Üzerimde bir zombi vardı. Bana böyle saldırınca bir zombi olduğuna karar verdim. (Bilge' nin arkadaşı) Elif elindeki coğrafya kitabıyla zombinin kafasına kafasına vurmaya başladı. Bunlar içeri nasıl girdiler anlamadım. Sınıfta oturuyoduk bir anda sınıfa doluşu verdiler. Birden omzumda bir el hissettim arkamı döndüğümde
"Hoşt! "
Dedim ve üzerime saldıran arkadaşımı iteledim. Harbiden bunlar zombi, sıra arkadaşımdan ne istediniz. Onu bunu bilmem ama zombiye dönüşen sıra arkadaşımın benden ne istediği belliydi. Bin bir zorlukla kendimi koridora attım. Koridorda iğne atsan yere düşmezdi.
Kolonun arkasına kendimi zor attım. Bayanlar baylar merdivenden kayanlar düşüpte bayılanlar. İşte karşınızda ben! Kim miyim? Ben namı değer A.r.m.y ama ne A.r.m.y . Kendimi geç tanıtmamın bir sebebi var, ölüyom lan burda. Etrafımı zombi müsfetteleri sarmış ben hala have are you ne var you. Tamam bu kadar yeter biraz ciddileşmem lazım. Şuan kolonla bütünleşmiş olabilirim. Öyle ki zombilere kendimi belli etmemek için duvara monteliyorum kendimi. Herkes duvarın önünde koştuğu için görünmem zor. Peki ben şimdi n'apıcam görebildiğim açıyla amaçsızca etrafa bakınırken Bilge' nin sınıfını gördüm. İçerisi boş sayılırdı. İçeriden birinin konuşması ve hırıltılar duyuluyordu. Sınıfın kapısı ne tam açık ne de tam kapalıydı içeride iki zombi saymıştım. Ama burdan daha güvenli olduğu kesindi. Siz olsanız bir okul dolusu zombiyi mi? Yoksa bir sınıfta iki zombiyle akşam yemeği yemeği mi seçerdiniz? Yemekten kastım siz oluyorsunuz, ya da ben? Lütfen bunu yorumlara yazın. Ama ben sanırım mum ışığında yemek yemeği seçiyorum zombilerle. Ve bodozlama ile sınıfa daldım. Ve kapıyı kapattım. Arkamı döndüğümde;
"Amanın Bilge! Sen niye sıranın üstündesin?"

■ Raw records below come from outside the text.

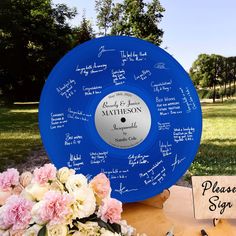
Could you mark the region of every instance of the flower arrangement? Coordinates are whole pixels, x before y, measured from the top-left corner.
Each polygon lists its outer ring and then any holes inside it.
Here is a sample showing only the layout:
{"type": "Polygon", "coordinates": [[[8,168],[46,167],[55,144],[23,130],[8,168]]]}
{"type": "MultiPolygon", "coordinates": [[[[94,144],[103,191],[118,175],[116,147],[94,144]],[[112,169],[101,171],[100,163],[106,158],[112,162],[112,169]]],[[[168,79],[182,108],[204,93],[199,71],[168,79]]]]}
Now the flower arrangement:
{"type": "Polygon", "coordinates": [[[121,220],[122,203],[110,197],[101,173],[89,183],[82,174],[52,164],[21,175],[0,173],[1,236],[130,236],[121,220]]]}

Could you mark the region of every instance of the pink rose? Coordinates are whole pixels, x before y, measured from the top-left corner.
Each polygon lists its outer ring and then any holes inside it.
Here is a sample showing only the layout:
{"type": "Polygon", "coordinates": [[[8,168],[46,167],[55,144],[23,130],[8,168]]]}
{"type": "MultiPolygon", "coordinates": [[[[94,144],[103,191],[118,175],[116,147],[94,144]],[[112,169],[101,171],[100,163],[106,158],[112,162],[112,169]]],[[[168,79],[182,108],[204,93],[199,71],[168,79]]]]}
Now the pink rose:
{"type": "Polygon", "coordinates": [[[122,203],[114,198],[105,198],[98,210],[98,216],[105,222],[119,223],[121,220],[122,203]]]}
{"type": "Polygon", "coordinates": [[[12,226],[12,230],[24,230],[31,220],[33,203],[21,196],[12,195],[6,201],[1,211],[1,224],[5,228],[12,226]]]}
{"type": "Polygon", "coordinates": [[[0,191],[0,206],[6,203],[6,200],[11,196],[11,191],[0,191]]]}
{"type": "Polygon", "coordinates": [[[68,193],[49,191],[44,195],[40,208],[40,218],[51,225],[61,224],[72,214],[70,205],[73,198],[68,193]]]}
{"type": "Polygon", "coordinates": [[[39,184],[45,184],[49,180],[56,178],[57,169],[52,164],[45,164],[41,168],[36,168],[34,170],[34,179],[39,184]]]}
{"type": "Polygon", "coordinates": [[[94,193],[100,198],[103,199],[110,194],[110,181],[105,174],[100,173],[96,175],[90,182],[94,193]]]}
{"type": "Polygon", "coordinates": [[[20,176],[20,184],[25,188],[31,183],[32,178],[33,178],[33,175],[31,174],[31,172],[26,171],[22,173],[20,176]]]}
{"type": "Polygon", "coordinates": [[[19,177],[19,172],[14,168],[0,173],[0,189],[10,191],[12,187],[19,184],[19,177]]]}
{"type": "Polygon", "coordinates": [[[24,187],[21,184],[18,184],[12,189],[12,194],[20,195],[23,190],[24,190],[24,187]]]}
{"type": "Polygon", "coordinates": [[[22,236],[24,233],[24,230],[18,229],[18,230],[10,230],[10,236],[22,236]]]}

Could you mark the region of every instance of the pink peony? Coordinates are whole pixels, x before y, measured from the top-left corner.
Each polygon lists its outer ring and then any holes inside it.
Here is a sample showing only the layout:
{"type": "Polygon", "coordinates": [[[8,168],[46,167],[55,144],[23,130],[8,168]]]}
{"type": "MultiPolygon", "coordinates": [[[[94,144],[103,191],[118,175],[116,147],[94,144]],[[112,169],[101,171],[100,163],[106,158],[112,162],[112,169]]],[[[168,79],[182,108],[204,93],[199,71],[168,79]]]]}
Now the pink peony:
{"type": "Polygon", "coordinates": [[[52,164],[45,164],[43,167],[34,170],[34,179],[39,184],[45,184],[56,178],[57,169],[52,164]]]}
{"type": "Polygon", "coordinates": [[[113,223],[119,223],[121,220],[122,203],[114,198],[105,198],[99,208],[98,216],[105,222],[108,220],[113,223]]]}
{"type": "Polygon", "coordinates": [[[4,226],[12,226],[12,230],[26,229],[31,220],[32,207],[32,202],[21,196],[12,195],[1,211],[1,223],[4,226]]]}
{"type": "Polygon", "coordinates": [[[72,214],[73,198],[68,193],[49,191],[44,195],[40,217],[44,222],[56,225],[64,222],[72,214]]]}
{"type": "Polygon", "coordinates": [[[14,168],[0,173],[0,189],[10,191],[12,187],[19,184],[19,178],[19,172],[14,168]]]}
{"type": "Polygon", "coordinates": [[[107,197],[110,193],[110,181],[106,177],[105,174],[100,173],[96,175],[90,182],[90,185],[95,192],[95,194],[100,198],[103,199],[107,197]]]}

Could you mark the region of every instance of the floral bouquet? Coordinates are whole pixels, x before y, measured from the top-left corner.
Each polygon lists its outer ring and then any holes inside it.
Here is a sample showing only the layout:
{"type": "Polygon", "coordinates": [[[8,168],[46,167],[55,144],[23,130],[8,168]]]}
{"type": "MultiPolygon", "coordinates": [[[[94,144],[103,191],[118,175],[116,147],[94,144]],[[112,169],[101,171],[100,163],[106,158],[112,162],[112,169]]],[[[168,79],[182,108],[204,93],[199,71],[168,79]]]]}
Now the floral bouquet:
{"type": "Polygon", "coordinates": [[[122,203],[110,193],[103,173],[88,183],[84,175],[52,164],[33,174],[8,169],[0,173],[0,235],[133,235],[121,220],[122,203]]]}

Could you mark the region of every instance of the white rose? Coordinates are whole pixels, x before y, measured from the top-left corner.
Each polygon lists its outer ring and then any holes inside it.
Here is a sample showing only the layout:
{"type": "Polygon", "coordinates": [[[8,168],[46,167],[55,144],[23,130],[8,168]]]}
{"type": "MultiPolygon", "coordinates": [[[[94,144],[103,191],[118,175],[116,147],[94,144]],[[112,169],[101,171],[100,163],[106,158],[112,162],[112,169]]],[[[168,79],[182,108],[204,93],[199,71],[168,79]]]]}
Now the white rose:
{"type": "Polygon", "coordinates": [[[40,216],[42,205],[43,205],[43,201],[38,202],[38,203],[34,204],[32,210],[31,210],[32,220],[36,224],[39,224],[39,225],[44,225],[44,224],[47,223],[46,221],[43,221],[41,216],[40,216]]]}
{"type": "Polygon", "coordinates": [[[78,222],[79,231],[74,232],[73,236],[99,236],[100,226],[97,222],[88,221],[85,224],[78,222]]]}
{"type": "Polygon", "coordinates": [[[120,234],[112,233],[110,230],[101,228],[101,236],[120,236],[120,234]]]}
{"type": "Polygon", "coordinates": [[[22,236],[37,236],[39,230],[42,228],[42,225],[33,225],[32,227],[28,228],[22,236]]]}
{"type": "Polygon", "coordinates": [[[21,195],[31,201],[40,201],[43,196],[49,190],[49,185],[39,185],[38,183],[32,183],[28,185],[21,193],[21,195]]]}
{"type": "Polygon", "coordinates": [[[87,185],[87,178],[82,174],[71,175],[66,181],[66,188],[69,193],[74,193],[82,187],[87,187],[87,185]]]}
{"type": "Polygon", "coordinates": [[[68,178],[71,175],[75,174],[75,170],[69,169],[67,167],[63,167],[61,169],[58,170],[57,172],[57,178],[59,179],[59,181],[61,181],[61,183],[66,183],[66,181],[68,180],[68,178]]]}
{"type": "Polygon", "coordinates": [[[73,218],[84,218],[92,215],[96,209],[96,198],[89,187],[83,187],[74,192],[73,218]]]}
{"type": "Polygon", "coordinates": [[[64,186],[59,180],[55,180],[50,184],[50,190],[64,192],[64,186]]]}
{"type": "Polygon", "coordinates": [[[135,234],[136,230],[133,227],[131,227],[130,225],[128,225],[126,220],[121,220],[120,226],[121,226],[121,232],[123,235],[132,236],[135,234]]]}
{"type": "Polygon", "coordinates": [[[0,235],[1,236],[10,236],[10,232],[9,230],[5,231],[5,230],[0,230],[0,235]]]}
{"type": "Polygon", "coordinates": [[[68,229],[66,225],[47,226],[47,236],[67,236],[68,229]]]}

Eliyle sıranın önündeki zombileri gösterirken bir tanesine tekmeyi geçirdi;
"Nedenini mi soruyorsun? Saçmalama da bana yardım et!"
Dedi. Ay doğru ben onları unutmuştum.
"Ee ben n'apayım? Aha buldum. Arka sıraya geç."
Hemen arkasındaki sıraya basarak sırtını duvara verdi.
"Haydi bismillah!"
Diyerek sırayı itikledim. Sıralar birbirine girdiğinde zombicikler sıkışmıştı.
"Papucumun zombileri gelinde şimdi yakalayın."
Bilge atlayarak sıradan indi. Biraz erken konuşmuştum galiba çünkü eğer sırayı tutmazsak zombiler çıkabilirdi. Sıraya ayaklarımızı dayayıp oturduk. Yerde olduğumuz için sınıfa giren ilk olarak bizi görmeyecekti. Karşımızda bize bakan zombi müsfettelerini saymazsak o kadar da kötü değildi. Oturmuş öylece bekliyorduk.
"Neyi bekliyoruz?"
Dedim.
"Tabiki ortalığın durulmasını. Zombiler ya da her neyseler artık sonsuza kadar burada kalacak değiller ya?"
"Kalmazlar tabi. Niye kalsınlar ki?"
Dedim.
"Sana sormalı."
"Ha tamam anladım. Eeeee n'apıcaz."
"Mangal mı yaksak?"
Dediği an kafasına bir tane geçirdim.
"Manyak ya."
O sırada zombiler sırayı itiklediler. Az kalsın sıra üstümüze düşücekti. Son anda kurtulduk.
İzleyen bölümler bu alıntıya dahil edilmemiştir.